Gwendolyn K. Hetler, Litle Lake, MI:
And then there are the 7th Day Adventists who say we should not worry about global warming because the second coming is right around the corner . . . AGHHHHHHHHHHHH!
Tracey Martin, Southfield, MI:
Great empires usually collapsed from either failure to apprehend or refusal to accept evidence of impending disaster. At the age of eighty, I do not see that climate change is much of a threat to me. And my neighbor advises me that my basement, in a Southfield condo built originally on landfill, did not flood. God does seem to work helter-skelter. I've been in Arizona several summers during monsoon but have never confronted rains quite of this year's magnitude, with more likely. In her seventeen years here, my Phoenix hostess recalls nothing similar either. Fortunately, washes are designed, naturally or by design, to deal with flash flooding. And the rains rushed past the house like mighty waters. Into the streets where careless drivers often have found themselves begging municipal rescue.
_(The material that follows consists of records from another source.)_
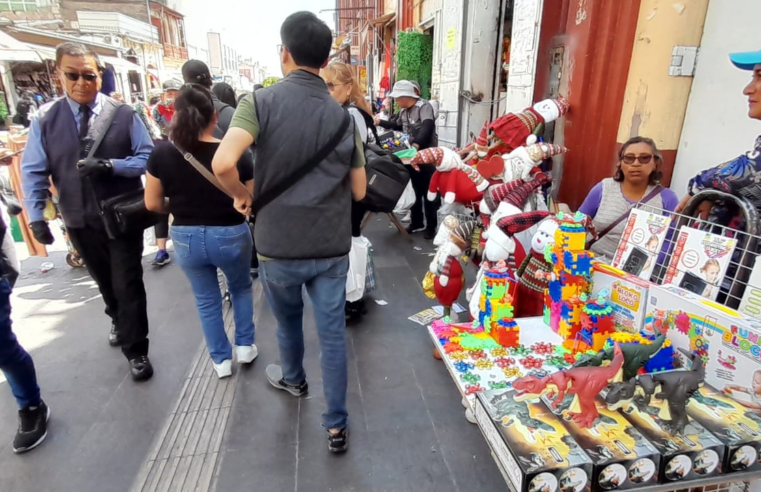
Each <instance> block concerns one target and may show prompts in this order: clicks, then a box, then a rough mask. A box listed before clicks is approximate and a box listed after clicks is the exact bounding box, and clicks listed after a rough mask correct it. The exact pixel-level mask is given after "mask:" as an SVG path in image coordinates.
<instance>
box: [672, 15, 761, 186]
mask: <svg viewBox="0 0 761 492" xmlns="http://www.w3.org/2000/svg"><path fill="white" fill-rule="evenodd" d="M755 19H761V2H760V1H759V0H732V5H731V6H729V5H728V4H727V3H726V2H724V1H723V0H712V1H711V2H710V4H709V6H708V15H707V16H706V23H705V30H704V32H703V39H702V41H701V46H700V54H699V56H698V64H697V71H696V73H695V81H694V82H693V84H692V92H691V93H690V101H689V104H688V106H687V114H686V116H685V122H684V127H683V129H682V138H681V140H680V143H679V149H678V153H677V159H676V165H675V167H674V175H673V178H672V180H671V189H673V190H674V191H675V192H676V193H677V195H680V196H681V195H682V194H683V193H685V192H686V191H687V183H688V182H689V180H690V178H692V177H693V176H695V174H697V173H698V172H700V171H702V170H703V169H706V168H709V167H712V166H715V165H717V164H721V163H722V162H725V161H727V160H729V159H732V158H734V157H736V156H737V155H739V154H742V153H744V152H746V151H748V150H750V149H751V148H752V146H753V142H754V140H755V138H756V136H758V135H759V134H761V122H759V121H755V120H750V119H748V117H747V112H748V104H747V98H746V97H745V96H743V95H742V90H743V88H744V87H745V85H747V83H748V81H749V80H750V72H745V71H742V70H739V69H737V68H735V67H734V65H732V63H731V62H730V61H729V57H728V54H729V53H732V52H736V51H753V50H757V49H759V48H760V47H761V45H760V43H761V39H760V38H759V36H758V22H755Z"/></svg>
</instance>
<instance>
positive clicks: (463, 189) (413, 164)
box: [410, 147, 489, 205]
mask: <svg viewBox="0 0 761 492" xmlns="http://www.w3.org/2000/svg"><path fill="white" fill-rule="evenodd" d="M420 164H435V165H436V172H435V173H434V174H433V177H432V178H431V185H430V186H429V188H428V200H431V201H433V200H435V199H436V193H437V192H438V193H440V194H441V196H442V197H443V199H444V203H449V204H452V203H455V202H457V203H462V204H465V205H469V204H471V203H473V202H478V201H479V200H481V198H483V196H484V193H483V192H484V190H486V188H487V187H488V186H489V182H488V181H486V180H485V179H484V178H483V176H481V175H480V174H478V171H476V170H475V169H473V168H472V167H470V166H468V165H466V164H463V162H462V160H460V156H459V155H457V153H456V152H454V151H453V150H451V149H447V148H445V147H435V148H432V149H424V150H421V151H420V152H418V153H417V154H415V157H413V158H412V160H411V161H410V165H411V166H412V167H413V168H415V169H417V168H418V166H419V165H420Z"/></svg>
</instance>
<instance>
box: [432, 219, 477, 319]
mask: <svg viewBox="0 0 761 492" xmlns="http://www.w3.org/2000/svg"><path fill="white" fill-rule="evenodd" d="M475 227H476V222H475V221H472V220H471V221H465V222H461V223H460V224H459V225H458V226H457V227H455V228H454V230H453V231H452V233H451V234H450V235H449V240H448V241H447V242H445V243H444V244H442V245H441V246H440V247H439V249H438V251H437V252H436V256H434V259H433V261H432V262H431V266H430V271H431V273H433V274H434V275H435V276H436V277H435V279H434V281H433V291H434V293H435V294H436V299H437V300H438V301H439V304H441V305H442V306H443V307H444V316H451V308H452V304H454V303H455V302H456V301H457V298H458V297H460V293H461V292H462V289H463V287H464V286H465V273H464V272H463V270H462V265H460V260H459V258H460V257H461V256H462V255H463V254H465V252H466V251H467V250H468V249H469V248H470V244H471V237H472V236H473V230H474V229H475Z"/></svg>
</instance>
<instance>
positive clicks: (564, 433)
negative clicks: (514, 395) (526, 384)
mask: <svg viewBox="0 0 761 492" xmlns="http://www.w3.org/2000/svg"><path fill="white" fill-rule="evenodd" d="M514 395H515V391H513V390H492V391H485V392H483V393H478V397H477V399H476V405H475V416H476V421H477V422H478V425H479V427H480V428H481V431H482V432H483V434H484V437H485V438H486V440H487V442H488V443H489V446H490V447H491V449H492V452H493V455H494V457H495V459H496V460H497V461H498V463H499V465H500V468H501V469H502V470H503V473H504V474H505V476H506V479H507V480H508V481H509V482H510V483H511V484H512V486H513V487H512V488H513V489H514V490H516V491H517V492H539V491H541V492H560V491H563V492H590V491H591V480H590V478H591V474H592V460H591V459H590V458H589V456H587V455H586V453H584V451H582V450H581V447H579V445H578V444H577V443H576V441H574V439H573V438H572V437H571V436H570V435H569V434H568V432H567V431H566V430H565V427H563V424H562V423H561V422H560V420H558V418H557V417H555V415H553V413H552V412H551V411H550V410H549V409H548V408H547V407H546V406H545V405H544V404H542V403H541V402H536V403H529V402H517V401H515V399H514V398H513V397H514Z"/></svg>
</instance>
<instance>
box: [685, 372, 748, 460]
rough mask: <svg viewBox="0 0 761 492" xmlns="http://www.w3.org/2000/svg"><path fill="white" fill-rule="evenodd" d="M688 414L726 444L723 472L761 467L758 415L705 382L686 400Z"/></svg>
mask: <svg viewBox="0 0 761 492" xmlns="http://www.w3.org/2000/svg"><path fill="white" fill-rule="evenodd" d="M687 414H688V415H689V416H690V417H692V418H693V419H694V420H696V421H697V422H700V424H701V425H702V426H703V427H705V428H706V429H708V430H709V431H711V433H712V434H713V435H714V436H716V437H717V438H718V439H719V440H720V441H721V442H723V443H724V445H725V446H726V451H725V453H724V473H732V472H738V471H752V470H758V469H761V463H759V461H758V458H759V448H761V414H759V412H758V410H754V409H749V408H745V407H744V406H742V405H741V404H740V403H739V402H737V401H735V400H733V399H732V398H730V397H729V396H727V395H726V394H724V393H722V392H720V391H718V390H716V389H715V388H712V387H710V386H708V385H704V386H703V387H702V388H700V389H699V390H698V391H696V392H695V393H694V394H693V395H692V398H690V399H689V400H687Z"/></svg>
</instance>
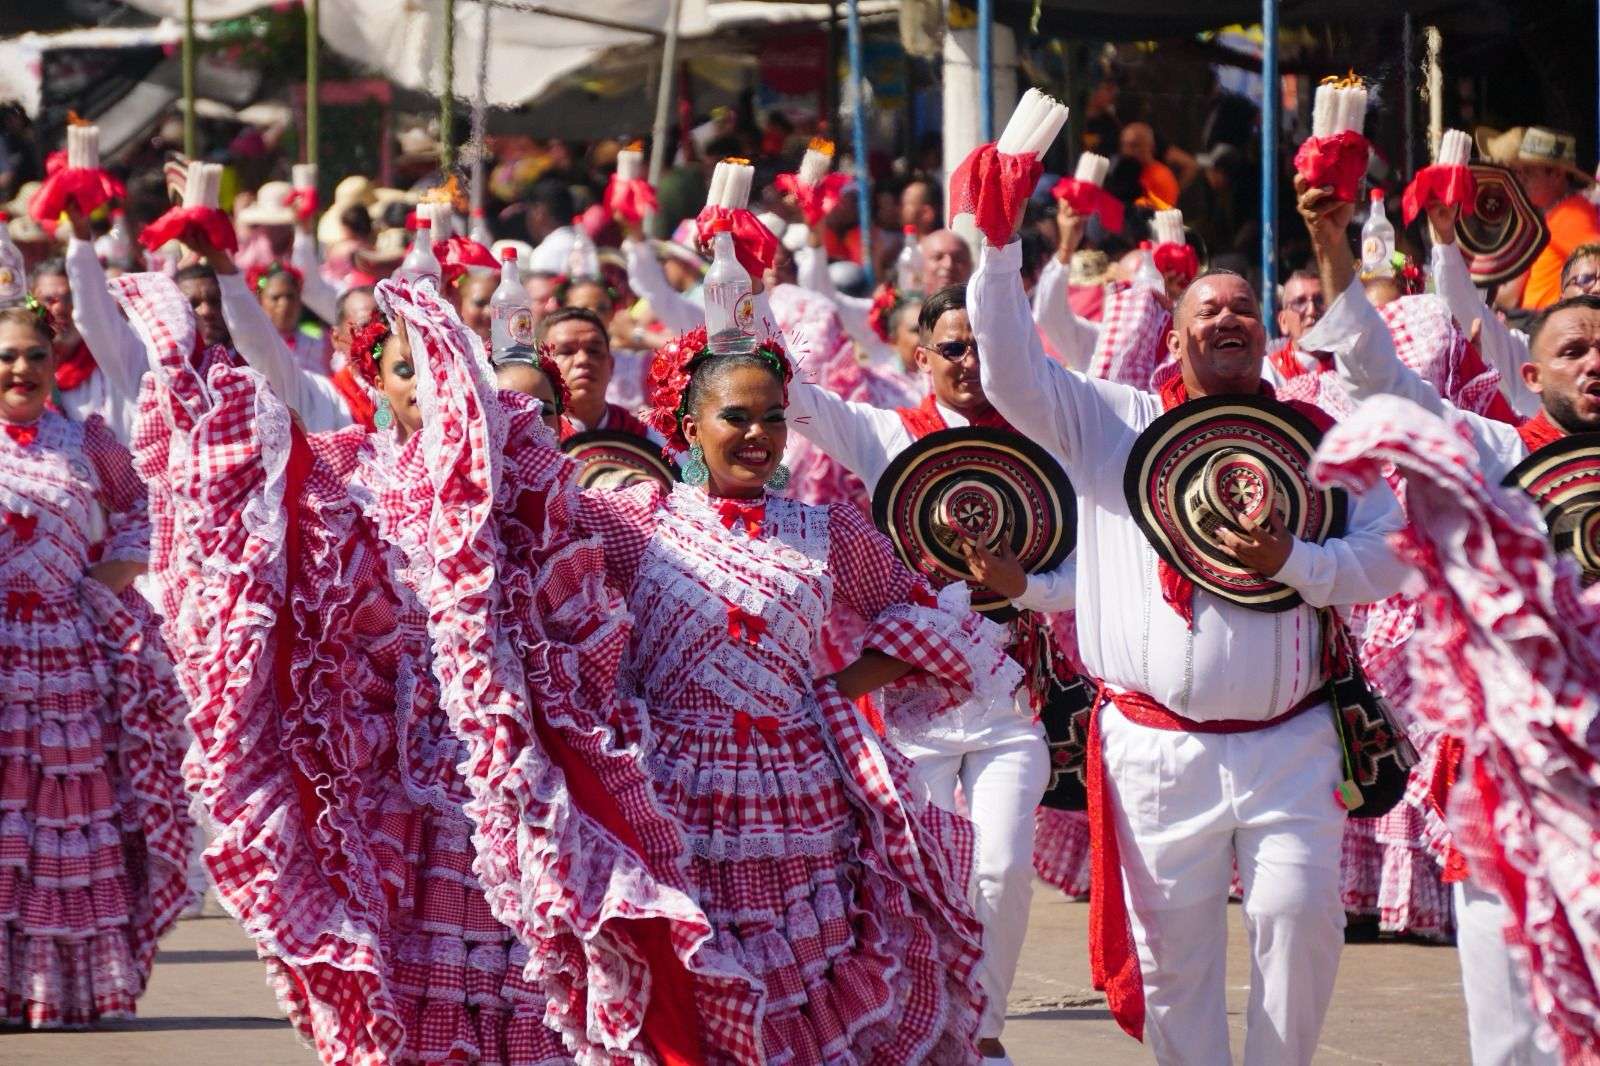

They, too, having ignored the evidence and the warnings confronting them. Our next day's vehicular sojourn forced us to slow down for dips in the roads but only once did we encounter an actual closing (and I was treated to some splendid photo ops). The desert has turned green before and that is always nice, visually. No matter that it is not accustomed to this year's drenching. It will surely, however, be a while longer before the Sonora too is part of the temperate zone. But you have sounded with compelling clarity the sirens of alarum.
Fred Fenton, Concord, CA:
The problem with public failure to accept scientific evidence of climate change is neatly summed up in your comment, "The trouble is the belief thing." Instead of proclaiming what they "know" about anything, the public needs to be more open to scientific inquiry and willing to engage in critical thinking. That includes more than the weather.